Understanding architectures for multi-region data residency

Key takeaways

The key to effective data residency lies in understanding customer motivations, often unrelated to GDPR, and aligning technical solutions with contractual promises. Engaging with various stakeholders helps uncover specific project requirements and tailor data residency to meet customer needs.
Establishing a clear "atom" as a fundamental unit for data within a region ensures a source of truth. Managing trust between regions involves cryptographic techniques and thorough threat models, with geopolitical factors playing a role.
Consistently performing the same actions, especially in multi-region scenarios, simplifies system management, enhances predictability, and reduces unforeseen issues. Minimizing complexity and avoiding unnecessary design forks contribute to a more reliable system.
Tailoring client routing strategies minimizes disruption during region transitions, ensuring flexibility and ease of adaptation. Subdomain-based routing, while effective, may inconvenience customers during region changes, necessitating the exploration of alternatives.
Recognizing the strengths and limitations of accelerators and true global databases is crucial for data residency success. Understanding challenges in active-active topologies and conflict resolution methods highlights the need for a nuanced approach beyond relying solely on database proxies.

• • •

The main focus of this article is the effective implementation of data residency strategies while ensuring a positive experience for all stakeholders. The central idea revolves around the necessity of placing data in locations beyond a single source. There are various motivations for adopting this approach, such as disaster recovery and geo-redundancy. The core concept is to distribute data, ensuring that specific sets are housed in distinct regions without any shared overlap – a practice referred to as data residency.
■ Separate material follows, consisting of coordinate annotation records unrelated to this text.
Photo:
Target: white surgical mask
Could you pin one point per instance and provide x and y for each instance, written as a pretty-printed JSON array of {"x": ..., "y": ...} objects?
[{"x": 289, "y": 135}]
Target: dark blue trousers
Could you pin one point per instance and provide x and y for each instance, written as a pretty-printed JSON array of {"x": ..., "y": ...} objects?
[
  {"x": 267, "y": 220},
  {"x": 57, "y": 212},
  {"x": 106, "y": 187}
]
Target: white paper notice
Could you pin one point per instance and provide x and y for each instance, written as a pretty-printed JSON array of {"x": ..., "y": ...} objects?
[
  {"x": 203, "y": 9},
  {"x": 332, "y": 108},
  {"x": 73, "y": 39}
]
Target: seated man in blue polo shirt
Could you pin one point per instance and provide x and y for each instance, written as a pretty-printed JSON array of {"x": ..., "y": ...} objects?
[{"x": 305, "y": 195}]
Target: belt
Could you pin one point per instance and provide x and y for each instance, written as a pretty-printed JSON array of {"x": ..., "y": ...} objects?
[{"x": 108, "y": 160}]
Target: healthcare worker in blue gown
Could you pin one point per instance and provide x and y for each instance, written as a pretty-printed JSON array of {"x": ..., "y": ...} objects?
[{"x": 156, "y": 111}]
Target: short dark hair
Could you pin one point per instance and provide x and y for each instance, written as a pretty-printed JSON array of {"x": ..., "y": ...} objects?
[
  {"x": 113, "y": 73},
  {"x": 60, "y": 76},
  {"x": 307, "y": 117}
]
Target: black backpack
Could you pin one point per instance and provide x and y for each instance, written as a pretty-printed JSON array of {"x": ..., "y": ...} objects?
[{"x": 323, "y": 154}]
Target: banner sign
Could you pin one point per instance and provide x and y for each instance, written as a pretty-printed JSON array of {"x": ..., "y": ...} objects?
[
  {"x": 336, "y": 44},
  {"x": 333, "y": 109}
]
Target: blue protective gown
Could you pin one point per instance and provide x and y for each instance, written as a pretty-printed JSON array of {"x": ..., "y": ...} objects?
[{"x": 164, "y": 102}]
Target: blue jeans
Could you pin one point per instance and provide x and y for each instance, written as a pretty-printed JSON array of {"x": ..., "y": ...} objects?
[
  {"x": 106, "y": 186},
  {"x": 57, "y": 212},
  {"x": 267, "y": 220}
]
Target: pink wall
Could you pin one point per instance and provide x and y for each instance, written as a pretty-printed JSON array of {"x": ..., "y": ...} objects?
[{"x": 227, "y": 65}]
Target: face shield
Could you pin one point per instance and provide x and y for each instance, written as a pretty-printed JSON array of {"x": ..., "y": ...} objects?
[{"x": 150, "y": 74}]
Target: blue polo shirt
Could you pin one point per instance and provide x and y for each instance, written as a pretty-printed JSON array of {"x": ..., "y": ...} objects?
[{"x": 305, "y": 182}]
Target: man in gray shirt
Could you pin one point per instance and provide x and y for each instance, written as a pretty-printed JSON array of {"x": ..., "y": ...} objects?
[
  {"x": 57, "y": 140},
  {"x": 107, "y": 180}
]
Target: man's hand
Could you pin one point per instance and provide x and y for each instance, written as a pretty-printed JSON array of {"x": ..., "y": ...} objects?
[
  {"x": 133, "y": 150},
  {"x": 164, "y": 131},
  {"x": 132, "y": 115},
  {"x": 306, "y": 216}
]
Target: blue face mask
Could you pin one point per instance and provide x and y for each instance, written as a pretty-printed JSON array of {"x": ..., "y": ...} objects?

First principles: Know Your Customer (KYC)

The crucial initial step in implementing data residency is identifying the intended beneficiaries and motivations behind the decision. Contrary to common misconception, data residency is not a GDPR requirement. Instead, the driving force is often the specific needs and concerns of your customers. This involves delving into the reasons behind the request for data residency, which may vary widely.

Begin by deciphering who initiated the need for data residency and why. Contrary to popular belief, it might not be directly linked to GDPR compliance. Engage with various stakeholders, including sales, customers, and legal teams, to comprehend the specific project requirements. The goal is to align the technical implementation with contractual promises regarding data residency.

At Rippling, for instance, the impetus behind this endeavour was customer requests from the EU seeking assurance around data privacy and regulatory exposure. This drove a set of restrictions, including the prohibition of inter-regional communication, highlighting the importance of tailoring the solution to the unique demands of your clientele.

Furthermore, consider scalability as a driving factor. While cell-based architectures can enhance system scalability, the decision to implement fully separated data residency should be rooted in specific needs. Separation and partitioning of data can be advantageous for scaling, and creating independent databases and architectures.

Additionally, data residency can contribute to your compliance story. For organizations dealing with multiple governments, each with distinct regulations and compliance requirements, separating data by region becomes very useful. For example, compliance jobs related to specific government regulations, such as the UK's unique labour laws, can be efficiently managed when the data resides in the same region. This not only addresses potential data access issues but also ensures alignment with varying compliance needs across different regions.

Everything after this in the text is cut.